Lo sceneggiatore e regista Li, studioso di storia della prima Repubblica cinese, trovò in The Warlord un punto d’incontro per molte delle sue specialità come regista. Il suo talento, ampiamente dimostrato quando metteva in scena spettacoli in grande stile con set sontuosi, trovò la sua espressione più piena qui, negli esterni girati alla Shaw Brothers e in interni, nelle impressionanti costruzioni dei teatri di posa. Appare anche quel mix di commedia, erotismo ed exploitation che caratterizzò buona parte delle opere di Li degli anni Settanta.

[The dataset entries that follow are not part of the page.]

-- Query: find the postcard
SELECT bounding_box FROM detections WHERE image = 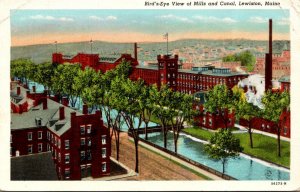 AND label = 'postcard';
[0,0,300,191]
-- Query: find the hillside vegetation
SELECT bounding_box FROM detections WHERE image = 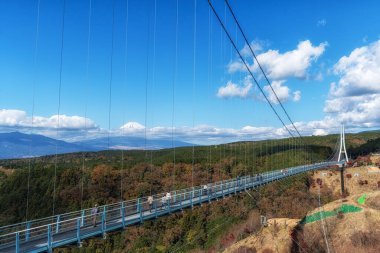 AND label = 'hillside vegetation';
[0,132,380,252]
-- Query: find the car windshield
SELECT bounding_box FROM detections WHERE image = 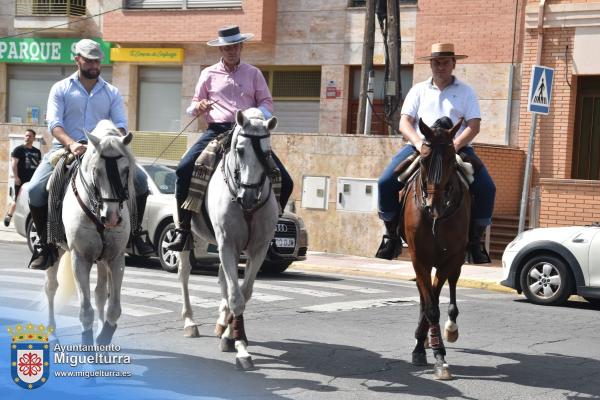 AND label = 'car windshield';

Sebbene non si rida dall’inizio alla fine, The Warlord mette in evidenza la versatilità di Li come regista, capace di utilizzare con grande abilità una vasta gamma di stili comici, che funziona al meglio con le gag visive (come quando da un primo piano la scena si allarga fino a rivelare un bollitore gigante) e cresce d’intensità fino ad arrivare a scene prolisse (non necessariamente divertenti) che culminano in una battuta finale. Una delle scene più eclatanti (e politicamente scorrette) di The Warlord è quella di un processo per stupro, nel quale vengono raccontate due versioni della vicenda, in stile Rashomon, e poi Pang ordina alle guardie di tentare un assalto sessuale proprio là, nell’aula di tribunale.

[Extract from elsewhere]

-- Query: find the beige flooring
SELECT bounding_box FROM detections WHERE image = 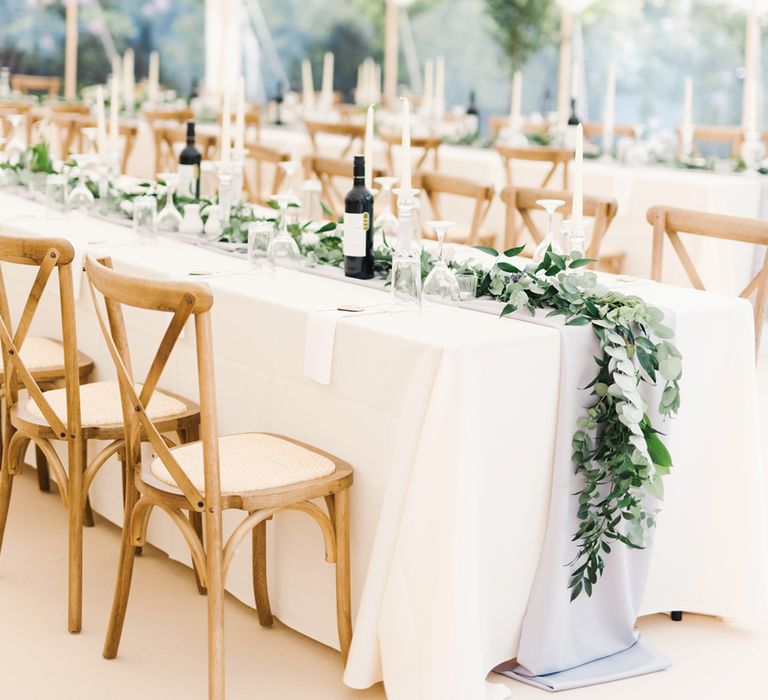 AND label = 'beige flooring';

Il regista Li gioca pure con l’immagine del capo audace, dipingendolo, a seconda dei casi, pomposo e facilmente ingannato da amanti traditrici, oppure incline a mosse spettacolari e imprudenti, come quando decide la strategia bellica giocando a domino o saccheggia la tomba di un’imperatrice.

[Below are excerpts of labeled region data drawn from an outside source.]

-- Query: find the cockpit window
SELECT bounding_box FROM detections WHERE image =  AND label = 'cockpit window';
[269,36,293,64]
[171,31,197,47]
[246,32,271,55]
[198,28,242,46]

Ce n’è abbastanza per una narrazione densa e cupamente comica. Ciò che rende il film più memorabile però è l’interpretazione centrale di Hui nel ruolo di Pang Ta-fu: un personaggio liberamente ispirato a Yuan Shikai, il primo presidente della Repubblica popolare cinese, un leader che si proclamò imperatore alla fine del 1915, pochi mesi prima della sua morte. Anche se è truccato per apparire più vecchio e le sue battute sono doppiate in mandarino, Hui sfoggia una vastissima gamma di espressioni facciali e un tempismo impeccabile, utilizzando stratagemmi comici come le ripetizioni e l’orgoglio esagerato per ottenere la massima efficacia.
La performance di Hui contribuì a portare The Warlord quasi al top della classifica del botteghino del 1972, secondo solo al cinema di kung fu di Bruce Lee. Non passò molto tempo prima che l’attore esordisse con una propria commedia di grande successo, Games Gamblers Play, nel 1974.